Amin Rehman is a Lahore-born, Toronto-based visual artist whose oeuvre, to a large extent, has centred on the fickleness of language, its politics and maneuvers. Rehman studied at the National College of Arts and the University of Punjab, Lahore, and at the University of Manchester, UK. His work has been exhibited widely in Canada, UK, USA and Pakistan since the 1980s. Rehman is adept at multiple forms of visual expression, some of which, like painting, installation and performance, he employs repeatedly to state his concerns. These are informed in equal parts by his status as an immigrant and his almost Orwellian distrust of language in the service of propagandist media.
Having been introduced to his insinuative world of hybrid scripts only recently (his latest show in Pakistan was held at V.M. Art Gallery, Karachi, earlier this year), I saw the acute relevance his work had to today’s physical and virtual realities, convergent as they are upon text. What this overabundance of text in greatly varying forms (compare the blithe conspicuousness of billboards to the smallness and incisiveness of tweets and SMSes) has done is both exaggerate and undermine the power of language over our lives. Rehman, in his text-based installations, takes this conundrum further by selecting words and phrases that have imperial baggage and disguising them as decorative calligraphy, aestheticising them so that they appear more like hallowed manuscripts than the insidiously droning news channel tickers they really are.
“All history was a palimpsest, scraped clean and reinscribed exactly as often as was necessary,” writes George Orwell in 1984. Rehman’s White Wash (2011) and A is for… (2012) are series that issue from a similar dissatisfaction with the malleability of words. In his vinyl and encaustic installations, politically laden text in English masquerades in Kufic script with diacritics that, because they offer no pronunciatory support to the words, are reduced to mere decorative marks. “At first,” says Rehman in an interview with London-based artist Jamelie Hassan, “it looks like the text is in Arabic; then the Englishness of the words disarm the viewer and removes the perception of the Perso-Arabic text as being in a language of terror.
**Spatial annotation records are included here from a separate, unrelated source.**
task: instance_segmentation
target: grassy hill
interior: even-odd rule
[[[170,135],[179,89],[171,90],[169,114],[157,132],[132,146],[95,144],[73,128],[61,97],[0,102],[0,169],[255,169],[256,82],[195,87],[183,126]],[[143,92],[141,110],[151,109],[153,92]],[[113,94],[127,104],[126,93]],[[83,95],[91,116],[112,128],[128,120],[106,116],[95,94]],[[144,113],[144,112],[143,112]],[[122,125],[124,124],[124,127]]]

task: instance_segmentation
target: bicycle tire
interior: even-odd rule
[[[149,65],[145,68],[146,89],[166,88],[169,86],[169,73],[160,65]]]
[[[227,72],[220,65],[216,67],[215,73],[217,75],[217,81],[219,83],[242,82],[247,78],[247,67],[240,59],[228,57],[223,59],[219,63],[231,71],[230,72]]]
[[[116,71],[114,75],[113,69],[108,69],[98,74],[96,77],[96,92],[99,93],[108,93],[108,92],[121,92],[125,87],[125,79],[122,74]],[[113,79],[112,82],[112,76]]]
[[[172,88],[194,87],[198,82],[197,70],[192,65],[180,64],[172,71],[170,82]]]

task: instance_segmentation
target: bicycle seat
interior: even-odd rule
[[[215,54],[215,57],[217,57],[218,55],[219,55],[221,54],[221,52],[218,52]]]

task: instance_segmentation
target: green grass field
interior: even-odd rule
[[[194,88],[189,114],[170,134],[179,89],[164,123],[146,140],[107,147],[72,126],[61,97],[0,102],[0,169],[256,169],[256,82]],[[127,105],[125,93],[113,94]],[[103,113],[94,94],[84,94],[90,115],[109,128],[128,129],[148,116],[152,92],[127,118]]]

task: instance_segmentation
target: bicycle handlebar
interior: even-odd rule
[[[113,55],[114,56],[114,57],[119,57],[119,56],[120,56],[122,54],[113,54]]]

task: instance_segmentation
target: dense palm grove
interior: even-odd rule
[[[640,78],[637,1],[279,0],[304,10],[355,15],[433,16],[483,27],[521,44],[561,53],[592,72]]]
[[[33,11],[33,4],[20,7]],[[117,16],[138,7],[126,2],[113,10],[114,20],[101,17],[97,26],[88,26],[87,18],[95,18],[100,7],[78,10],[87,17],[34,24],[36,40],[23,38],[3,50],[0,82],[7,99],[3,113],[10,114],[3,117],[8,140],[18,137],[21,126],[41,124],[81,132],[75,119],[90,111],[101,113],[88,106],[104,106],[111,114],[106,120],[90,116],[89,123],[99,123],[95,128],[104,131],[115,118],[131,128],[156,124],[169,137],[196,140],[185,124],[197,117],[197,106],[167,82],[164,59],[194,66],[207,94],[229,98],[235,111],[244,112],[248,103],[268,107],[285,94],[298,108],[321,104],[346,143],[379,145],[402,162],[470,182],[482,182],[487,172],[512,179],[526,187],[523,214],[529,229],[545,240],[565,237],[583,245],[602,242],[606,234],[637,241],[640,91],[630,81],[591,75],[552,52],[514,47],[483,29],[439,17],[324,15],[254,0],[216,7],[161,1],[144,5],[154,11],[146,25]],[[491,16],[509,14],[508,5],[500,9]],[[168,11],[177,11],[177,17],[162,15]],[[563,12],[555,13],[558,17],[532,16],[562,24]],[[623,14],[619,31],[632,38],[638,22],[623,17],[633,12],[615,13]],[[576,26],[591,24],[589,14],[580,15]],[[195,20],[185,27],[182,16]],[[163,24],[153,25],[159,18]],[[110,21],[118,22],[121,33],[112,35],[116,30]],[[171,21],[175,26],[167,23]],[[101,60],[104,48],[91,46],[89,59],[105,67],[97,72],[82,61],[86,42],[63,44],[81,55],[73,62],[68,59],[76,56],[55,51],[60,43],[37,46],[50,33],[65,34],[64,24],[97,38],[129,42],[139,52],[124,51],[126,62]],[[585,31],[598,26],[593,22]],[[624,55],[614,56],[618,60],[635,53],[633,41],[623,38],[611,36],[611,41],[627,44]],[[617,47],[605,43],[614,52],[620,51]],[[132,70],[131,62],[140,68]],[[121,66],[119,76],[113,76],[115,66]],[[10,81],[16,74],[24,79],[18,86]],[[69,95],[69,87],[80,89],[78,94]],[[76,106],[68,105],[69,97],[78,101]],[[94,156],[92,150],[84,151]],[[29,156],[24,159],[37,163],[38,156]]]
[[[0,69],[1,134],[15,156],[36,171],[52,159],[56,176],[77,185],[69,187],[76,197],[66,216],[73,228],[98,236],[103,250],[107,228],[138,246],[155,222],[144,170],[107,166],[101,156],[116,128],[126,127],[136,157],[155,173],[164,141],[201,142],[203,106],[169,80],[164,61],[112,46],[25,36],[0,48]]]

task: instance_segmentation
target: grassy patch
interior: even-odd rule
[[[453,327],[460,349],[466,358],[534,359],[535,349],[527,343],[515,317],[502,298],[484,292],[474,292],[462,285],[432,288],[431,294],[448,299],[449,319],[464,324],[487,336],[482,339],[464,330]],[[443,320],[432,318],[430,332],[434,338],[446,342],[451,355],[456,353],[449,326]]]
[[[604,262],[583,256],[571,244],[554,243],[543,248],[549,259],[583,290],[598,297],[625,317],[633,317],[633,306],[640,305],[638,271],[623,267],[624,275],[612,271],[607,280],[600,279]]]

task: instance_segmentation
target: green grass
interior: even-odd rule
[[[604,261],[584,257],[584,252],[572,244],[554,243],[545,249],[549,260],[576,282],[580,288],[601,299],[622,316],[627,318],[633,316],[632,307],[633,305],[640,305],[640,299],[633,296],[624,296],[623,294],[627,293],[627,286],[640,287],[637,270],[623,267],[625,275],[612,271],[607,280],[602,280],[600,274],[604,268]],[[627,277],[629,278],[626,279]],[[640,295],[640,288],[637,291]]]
It ultimately rejects the US media’s overwhelming war of words to link the Perso-Arabic languages to the realm of the ‘axis of evil.'” Statements like “imperialism doesn’t stop being necessary just because it becomes politically incorrect” (from Michael Ignatieff’s article “Nation-Building Lite”, published in The New York Times Magazine in 2002) and “stop teaching and running the girls’ school, otherwise you will be slaughtered” (a warning sent to the headmaster of a girls’ school near Kabul in 2009) feature in pieces like The Crises of Occupation and Knowledge on Fire.
These statements appear in gradating gold or blue – dully glinting, beguiling, distracting the viewer-reader from the tough content. Meanwhile, behind them, in a visual monotone, run more sentences in efficient, modern fonts like Arial, half-hidden by the flourishes in front. Through this deliberate mystification, this arbitrary effacing and emphasising of information, Rehman depicts the process of writing history itself, a process timelessly summed up by Orwell in 1984 with the slogan: “Who controls the past controls the future: who controls the present controls the past.”
Some of the snippets chosen by Rehman, such as “Final Hours” and “God is on our side, Allah is on your side”, become more pervasive on being displayed as neon installations. The icy beauty of neon light brings out the detachment integral to news, while commenting also on our conflicting relationship with news – our setting too much store by it yet becoming impervious to whatever loss or tragedy it tells of. This brings the question back to whether it is the open-endedness or restrictiveness of language that enables the kind of dissembling we see today in the media. Rehman also raises this question in the series Black Hole l and Black Hole ll (2009), magnifying certain words much favoured by news channels and displaying them in close-set blocks next to each other so that they become almost reflexive, both testifying to and downplaying the degree of control we allow them over our lives.
Dua Abbas Rizvi is a visual artist and writer based in Lahore, Pakistan.